My Gorton was a 3d version. But I'm pretty fast in solidworks, so the models arent too time consuming to generate. My problem was all the customers that would want to repair some crappy old part would show up with a 12 pack that didnt even cover tooling cost. Imagine all the old junk your mom, or grandma, or mother in law has tucked away on the healing shelf that needs fixed.

I'm pretty low rent, but I'd love to add a Hermle someday. Still chugging away on an old Yasnac Tree 1260 (for sale) for most of my odd ball 3d work at the moment.
 
My Gorton was a 3d version.
If you say it was a 2-30 I'm gonna turn green from envy.

But I'm pretty fast in solidworks, so the models arent too time consuming to generate.
Not the same, though. Even if it was as fast, the shape wouldn't be handmade. You can tell. Computer-generated parts stick out like a sore thumb on human-generated assemblies. And then you have all the hassle and expense of keeping an old clunker alive, or the cost and resulting high prices of buying new.

If'n I wuz to go into this again (which I'm not) I'd prefer the tracer over nc.

My problem was all the customers that would want to repair some crappy old part would show up with a 12 pack that didnt even cover tooling cost.
Gotta upgrade your custoemr base :)

I'm pretty low rent, but I'd love to add a Hermle someday.
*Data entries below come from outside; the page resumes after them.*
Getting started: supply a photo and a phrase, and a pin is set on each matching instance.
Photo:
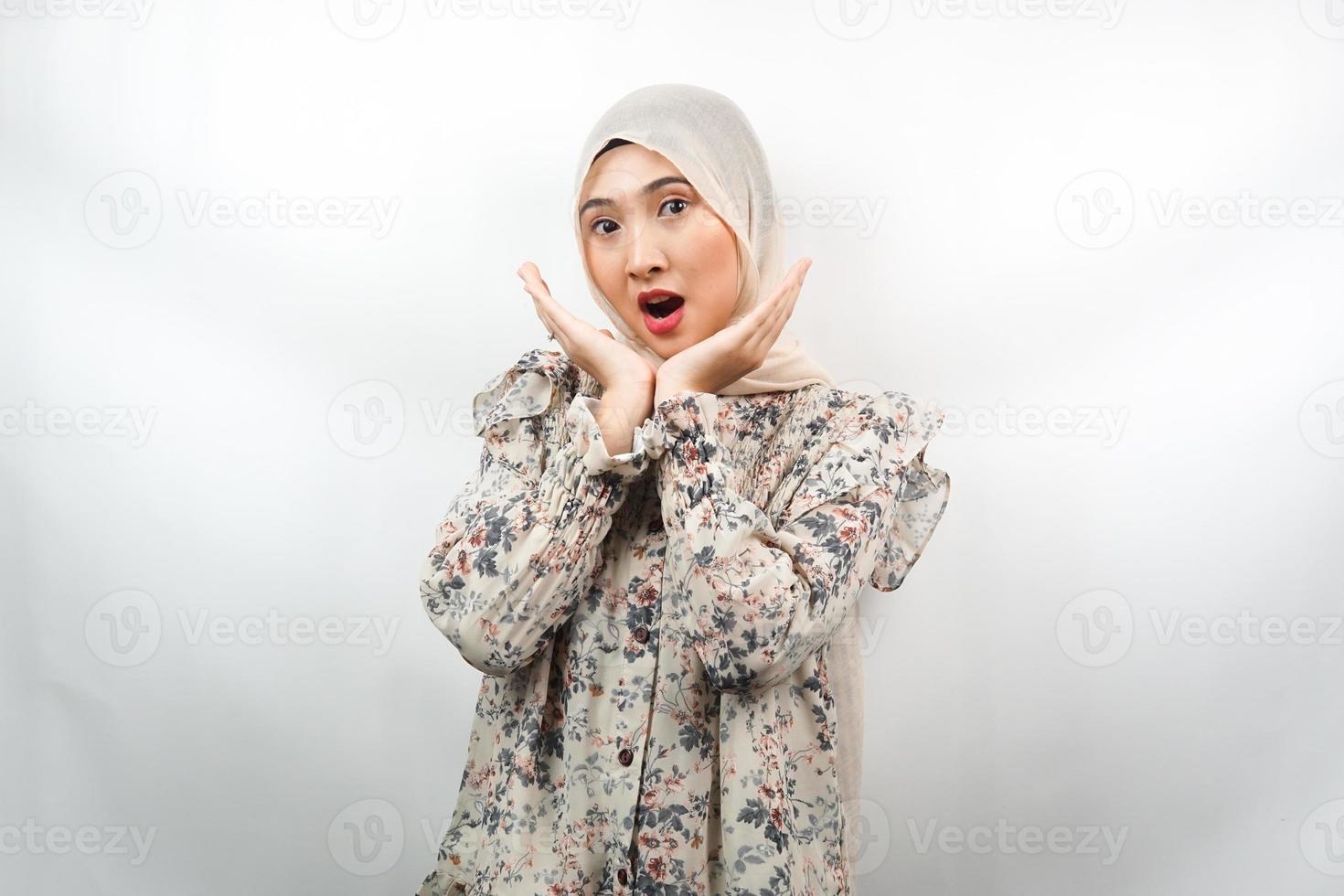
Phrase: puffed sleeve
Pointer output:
(520, 541)
(755, 598)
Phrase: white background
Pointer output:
(1120, 219)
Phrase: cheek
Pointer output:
(608, 271)
(715, 286)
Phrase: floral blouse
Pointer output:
(654, 629)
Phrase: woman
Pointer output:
(657, 561)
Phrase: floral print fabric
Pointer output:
(654, 627)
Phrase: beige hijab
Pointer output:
(709, 140)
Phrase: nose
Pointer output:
(644, 254)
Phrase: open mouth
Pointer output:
(661, 306)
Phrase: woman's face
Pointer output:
(646, 229)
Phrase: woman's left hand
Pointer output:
(738, 348)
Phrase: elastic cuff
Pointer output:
(687, 414)
(586, 435)
(574, 496)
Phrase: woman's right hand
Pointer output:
(617, 367)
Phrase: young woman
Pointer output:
(657, 561)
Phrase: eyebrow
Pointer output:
(648, 188)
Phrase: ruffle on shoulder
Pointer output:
(880, 441)
(921, 491)
(527, 389)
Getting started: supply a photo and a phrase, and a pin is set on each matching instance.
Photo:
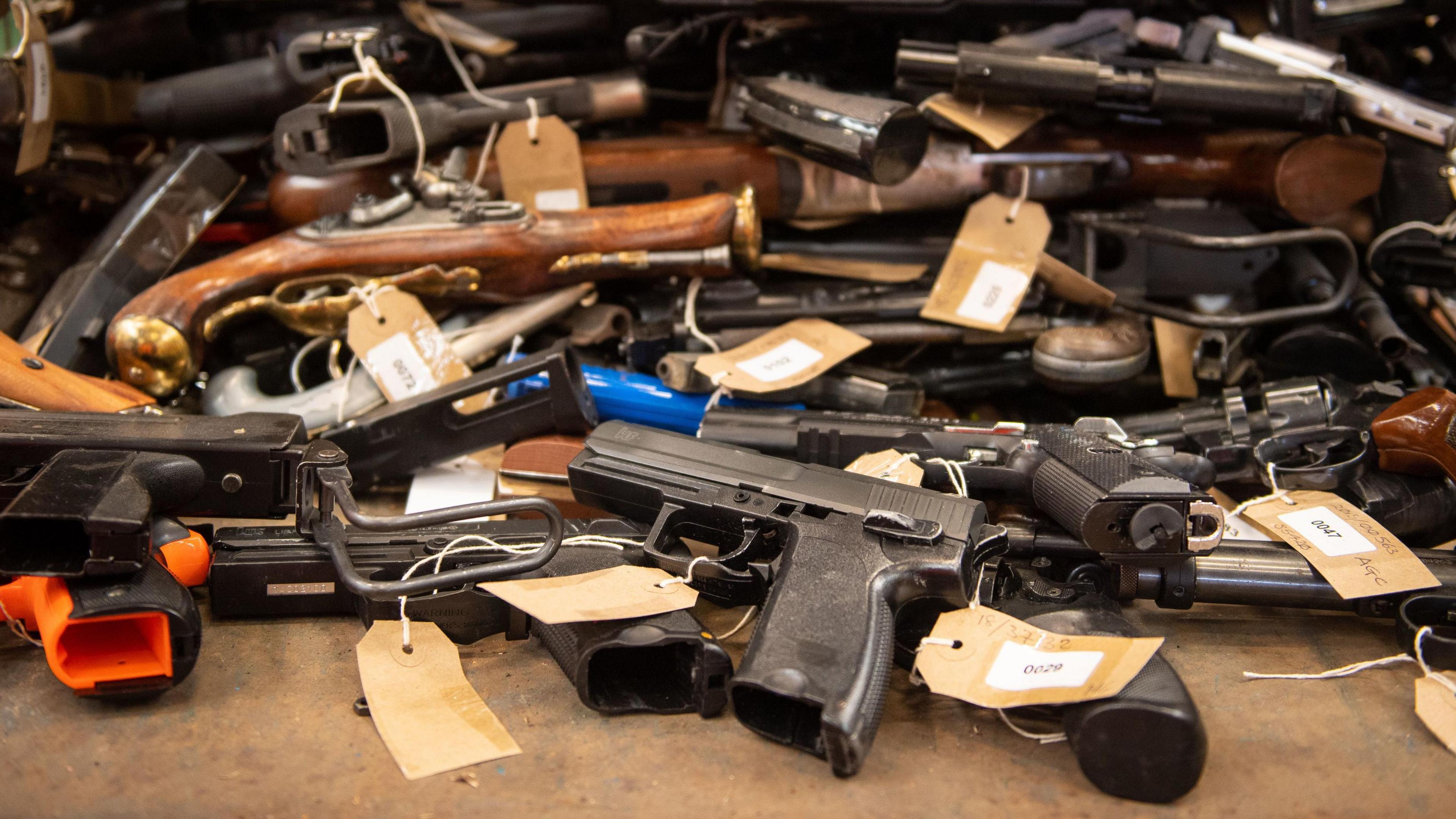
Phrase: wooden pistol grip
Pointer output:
(55, 388)
(1277, 169)
(1416, 435)
(156, 339)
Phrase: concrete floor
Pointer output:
(264, 729)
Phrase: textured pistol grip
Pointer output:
(117, 640)
(1244, 94)
(816, 671)
(1147, 742)
(239, 97)
(662, 665)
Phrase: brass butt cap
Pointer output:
(747, 229)
(151, 355)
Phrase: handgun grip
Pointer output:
(1414, 435)
(31, 381)
(823, 691)
(114, 637)
(1147, 742)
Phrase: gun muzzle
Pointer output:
(882, 140)
(317, 140)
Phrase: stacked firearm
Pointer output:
(1092, 279)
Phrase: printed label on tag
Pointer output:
(1436, 707)
(1329, 532)
(1235, 528)
(995, 124)
(993, 295)
(785, 361)
(991, 264)
(783, 358)
(999, 662)
(1352, 551)
(545, 174)
(890, 465)
(36, 83)
(610, 594)
(426, 710)
(404, 350)
(1066, 283)
(1175, 346)
(400, 369)
(453, 483)
(1023, 668)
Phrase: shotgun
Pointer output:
(156, 340)
(1277, 169)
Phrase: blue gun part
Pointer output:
(643, 400)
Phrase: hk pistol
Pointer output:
(844, 553)
(319, 138)
(1091, 477)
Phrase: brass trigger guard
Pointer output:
(328, 315)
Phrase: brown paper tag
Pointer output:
(1436, 707)
(894, 467)
(1004, 662)
(995, 124)
(544, 174)
(1175, 346)
(860, 270)
(404, 350)
(1352, 553)
(785, 356)
(1065, 282)
(426, 710)
(37, 72)
(991, 264)
(610, 594)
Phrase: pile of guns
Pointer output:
(1248, 286)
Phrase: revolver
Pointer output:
(844, 554)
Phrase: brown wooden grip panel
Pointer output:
(1416, 435)
(156, 339)
(55, 388)
(640, 169)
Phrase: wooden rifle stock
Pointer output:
(1314, 180)
(30, 381)
(672, 168)
(156, 340)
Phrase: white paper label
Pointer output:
(1023, 668)
(783, 362)
(993, 293)
(400, 368)
(41, 71)
(561, 199)
(1327, 531)
(453, 483)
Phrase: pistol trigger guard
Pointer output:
(993, 543)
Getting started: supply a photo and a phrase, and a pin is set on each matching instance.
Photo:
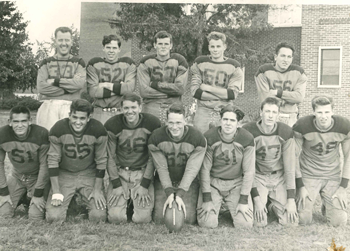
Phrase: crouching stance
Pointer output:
(227, 172)
(275, 166)
(26, 146)
(319, 169)
(77, 162)
(128, 161)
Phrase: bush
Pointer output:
(31, 103)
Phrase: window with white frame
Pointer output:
(329, 67)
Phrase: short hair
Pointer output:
(270, 101)
(162, 34)
(284, 45)
(234, 109)
(63, 30)
(217, 36)
(176, 107)
(131, 97)
(321, 100)
(81, 105)
(19, 109)
(109, 38)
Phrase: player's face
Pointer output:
(323, 114)
(269, 114)
(229, 122)
(284, 59)
(217, 49)
(176, 124)
(111, 51)
(63, 43)
(163, 46)
(20, 124)
(131, 110)
(78, 120)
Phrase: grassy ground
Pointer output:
(78, 234)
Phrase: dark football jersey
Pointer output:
(121, 73)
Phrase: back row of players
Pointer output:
(238, 166)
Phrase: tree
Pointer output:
(190, 23)
(17, 63)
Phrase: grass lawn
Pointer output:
(78, 234)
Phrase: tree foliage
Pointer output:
(191, 23)
(17, 62)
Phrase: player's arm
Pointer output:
(76, 83)
(144, 79)
(45, 85)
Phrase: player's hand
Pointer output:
(4, 199)
(144, 197)
(291, 210)
(259, 209)
(302, 195)
(245, 210)
(39, 202)
(205, 210)
(341, 195)
(99, 198)
(115, 195)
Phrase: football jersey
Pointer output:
(274, 151)
(28, 155)
(290, 85)
(177, 160)
(228, 160)
(69, 75)
(224, 75)
(319, 158)
(127, 146)
(99, 70)
(74, 153)
(162, 80)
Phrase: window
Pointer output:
(329, 67)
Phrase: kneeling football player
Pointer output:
(177, 151)
(128, 161)
(227, 172)
(275, 166)
(77, 162)
(26, 146)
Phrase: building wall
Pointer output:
(325, 25)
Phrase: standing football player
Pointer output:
(77, 162)
(283, 80)
(275, 166)
(26, 146)
(177, 151)
(319, 170)
(128, 135)
(162, 77)
(60, 80)
(216, 81)
(109, 78)
(227, 172)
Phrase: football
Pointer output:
(173, 218)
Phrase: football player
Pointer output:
(109, 78)
(319, 170)
(162, 77)
(77, 162)
(283, 80)
(60, 80)
(275, 166)
(227, 172)
(216, 81)
(26, 146)
(177, 151)
(128, 135)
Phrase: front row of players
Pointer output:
(264, 161)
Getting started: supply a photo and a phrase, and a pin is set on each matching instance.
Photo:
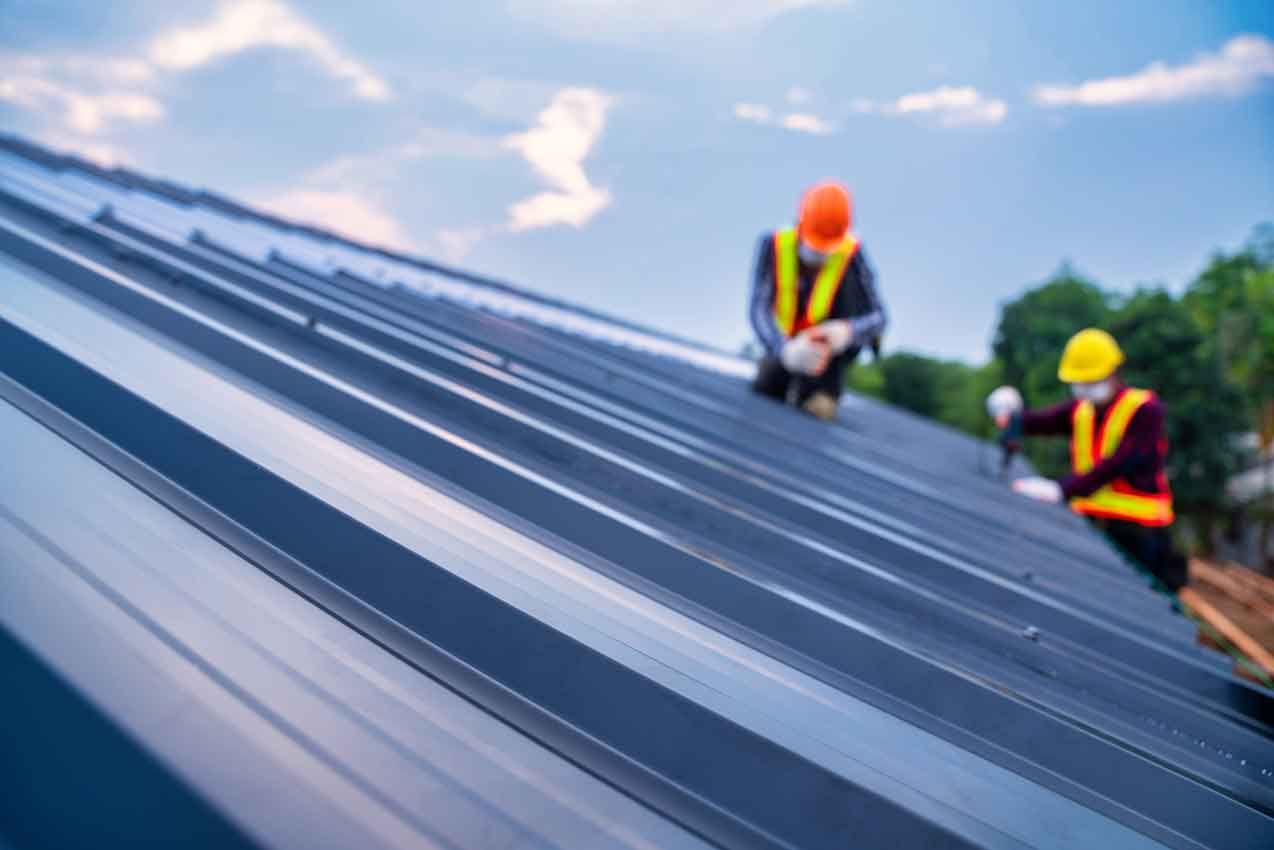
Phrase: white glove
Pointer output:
(804, 354)
(838, 333)
(1004, 399)
(1041, 489)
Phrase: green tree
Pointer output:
(1031, 334)
(1233, 302)
(1168, 352)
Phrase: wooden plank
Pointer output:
(1235, 586)
(1207, 612)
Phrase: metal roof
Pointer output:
(339, 548)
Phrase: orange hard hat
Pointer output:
(826, 213)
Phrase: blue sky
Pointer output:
(627, 153)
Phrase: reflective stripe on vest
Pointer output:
(787, 282)
(1117, 500)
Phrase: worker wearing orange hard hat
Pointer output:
(814, 303)
(1117, 451)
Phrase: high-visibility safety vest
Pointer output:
(787, 283)
(1117, 500)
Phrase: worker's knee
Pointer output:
(771, 379)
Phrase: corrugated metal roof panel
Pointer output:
(844, 635)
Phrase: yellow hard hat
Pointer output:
(1092, 354)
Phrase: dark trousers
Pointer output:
(1152, 548)
(777, 382)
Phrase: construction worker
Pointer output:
(814, 303)
(1117, 449)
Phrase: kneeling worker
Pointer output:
(813, 303)
(1117, 449)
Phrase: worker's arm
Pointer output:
(1138, 447)
(870, 324)
(1051, 421)
(762, 306)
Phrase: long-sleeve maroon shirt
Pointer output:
(1138, 459)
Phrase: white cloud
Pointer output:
(952, 106)
(79, 111)
(343, 212)
(626, 19)
(101, 153)
(1236, 69)
(556, 148)
(245, 24)
(753, 112)
(795, 121)
(456, 244)
(807, 122)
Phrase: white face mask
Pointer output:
(810, 256)
(1097, 391)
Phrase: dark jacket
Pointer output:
(856, 298)
(1138, 459)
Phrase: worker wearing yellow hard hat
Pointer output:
(1117, 451)
(814, 303)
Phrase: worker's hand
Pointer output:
(1041, 489)
(837, 333)
(805, 353)
(1003, 404)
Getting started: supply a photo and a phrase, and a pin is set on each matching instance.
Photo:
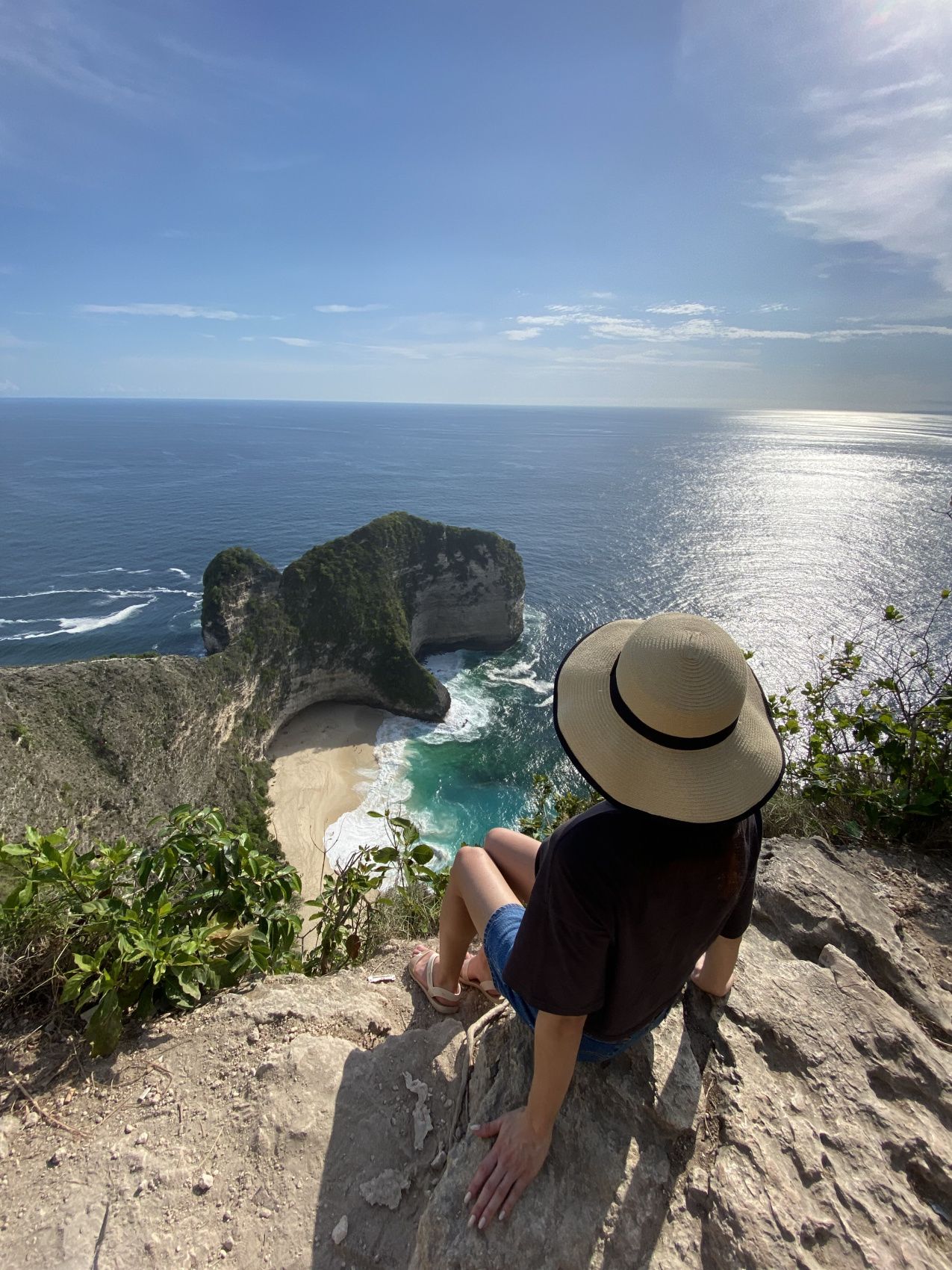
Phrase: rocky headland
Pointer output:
(803, 1123)
(103, 746)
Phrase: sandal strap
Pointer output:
(433, 990)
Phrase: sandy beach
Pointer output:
(320, 756)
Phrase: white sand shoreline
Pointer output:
(320, 758)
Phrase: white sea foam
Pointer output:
(72, 625)
(476, 694)
(113, 592)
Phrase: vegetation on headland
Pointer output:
(118, 931)
(868, 738)
(103, 745)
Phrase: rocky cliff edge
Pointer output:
(103, 746)
(801, 1124)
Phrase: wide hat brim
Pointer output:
(701, 787)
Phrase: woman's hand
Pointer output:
(517, 1155)
(714, 973)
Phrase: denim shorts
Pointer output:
(498, 941)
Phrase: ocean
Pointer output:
(783, 526)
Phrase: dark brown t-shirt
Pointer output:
(622, 907)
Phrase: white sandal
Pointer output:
(442, 1000)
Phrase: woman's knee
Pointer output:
(494, 841)
(466, 856)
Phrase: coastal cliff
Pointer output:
(800, 1123)
(103, 746)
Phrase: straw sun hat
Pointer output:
(665, 716)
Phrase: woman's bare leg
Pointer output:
(516, 856)
(482, 882)
(475, 890)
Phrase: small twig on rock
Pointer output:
(45, 1115)
(470, 1045)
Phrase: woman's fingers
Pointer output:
(486, 1195)
(482, 1175)
(499, 1201)
(520, 1185)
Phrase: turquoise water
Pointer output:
(783, 526)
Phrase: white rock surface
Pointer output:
(801, 1126)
Still chugging away on an old Yasnac Tree 1260 ...
I could getcha into a nice double-column linear motor machine for a goodfriend price :) They are pretty trick, I was impressed.
 
Looking at your machine pictures that looks like a Tru- Trace tracing system. Some Bridgeport’s came with that same system. It looks like a 2 axis system. You should locate a operators manual from True- Trace or Bridgeport . All of the machines I have had experience operating all had hydraulic cylinders on each axis. Your machine is a profiler and not a die sinker. I always wondered how Bridgeport’s would work with that set up. Hydraulic motors powering lead screws might might be a very durable power feed.
Most small aerospace shops used tracers back in the day. You have to recognize it for the level of automation that it is. You could still put that thing to work if you had the right work. I have seen tracers used for wood work to maintenance and repair jobs. We used to remachine machine cams that were non circular curves and have the job in and out the door in a day. You can get that table to lock by having the hydraulics on and the stylus fixed on a template. A tapered stylus placed in a template hole would work. This will seem more clear if you had a manual. Good luck.
 
Looking at your machine pictures that looks like a Tru- Trace tracing system. Some Bridgeport’s came with that same system. It looks like a 2 axis system. You should locate a operators manual from True- Trace or Bridgeport . All of the machines I have had experience operating all had hydraulic cylinders on each axis. Your machine is a profiler and not a die sinker. I always wondered how Bridgeport’s would work with that set up. Hydraulic motors powering lead screws might might be a very durable power feed.
Most small aerospace shops used tracers back in the day. You have to recognize it for the level of automation that it is. You could still put that thing to work if you had the right work. I have seen tracers used for wood work to maintenance and repair jobs. We used to remachine machine cams that were non circular curves and have the job in and out the door in a day. You can get that table to lock by having the hydraulics on and the stylus fixed on a template. A tapered stylus placed in a template hole would work. This will seem more clear if you had a manual. Good luck.

Yeah, I think you have it right. Hyd motors on each axis. Hard to see from the pics, sorry about that.

I dont have the room to keep two machines and transfer hydraulics over to a BP.

If anyone has suggestions on where to sell it outside CL and fb, or any interest here, lemme know. Thanks again for all the advice & help.